The health authority delivered a stark warning to the Highland Licensing Board last week about alarming alcohol related hospital admittance figures and believes there are too many licenced premises which contribute to the problem.
NHS figures from 2007 and 2009 showed that the rate of people being taken to hospital was considerably higher than the national average of 1088 per 100,000 people in huge swathes of the region including parts of Inverness, Ross-shire, Lochaber, Caithness and Sutherland.
The board agreed to carry out a major consultation which could take more than 18 months on whether there are too many licensed premises but chairwoman Maxine Smith said there were shortcomings in the NHS’s information and warned it was too simplistic to lay the blame solely on licenced premises.
“The gaps are in the fields of why there is an alcohol problem in any particular area,” she said. “It cannot be argued without any doubt that the sole responsibility for health harm related to alcohol are because there are too many licensed premises in that area, without taking into account other issues such as social deprivation, demographics, other leisure pursuits available and so on.”
Councillor Smith said it was vital that as much evidence from a range of organisations is gathered before any decisions on over-provision were taken.

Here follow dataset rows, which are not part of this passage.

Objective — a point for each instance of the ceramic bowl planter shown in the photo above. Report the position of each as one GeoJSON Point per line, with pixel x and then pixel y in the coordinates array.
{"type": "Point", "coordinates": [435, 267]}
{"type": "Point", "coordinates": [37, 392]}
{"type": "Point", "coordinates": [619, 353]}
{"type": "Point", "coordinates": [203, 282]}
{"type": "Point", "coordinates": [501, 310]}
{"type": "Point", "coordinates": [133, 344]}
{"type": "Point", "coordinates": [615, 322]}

“It will be hard to firstly get all the data but we need to try and do our best to achieve at last a large percentage of the evidence we require to make an informed decision.”
Asked if she thought there were too many pubs and premises selling alcohol in the Highlands, the Ross-shire councillor was non-comittal.
“What I think doesn’t matter at this stage, as I will base any decision on the evidence put before the board in due course.
“I do think it’s healthy for people to have a diverse range and choice of activity and its also important to take into account the freedom of people to choose alternative venues, plus reasonable competition is healthy and helps provide better quality.”
Dr Margaret Somerville, director of public health, accepted the health authority could improve the data it had provided so far.
“We’re aware that information could be refined and include a wider range of data, that might make it much more helpful for the licensing board to make decisions that take the public health objective into account,” she said.
“However, we’re unable to comment in detail on how this might look as we are only just starting the work.”
The consultation will also seek information from the police and fire brigade on factors like alcohol related deaths and crime including assaults, domestic abuse and fire statistics. Any child welfare incidents linked to drink will also be assessed.
In 12 out of the 22 Highland Council wards, the number of people admitted to hospital with alcohol related conditions was significantly above the Scottish average.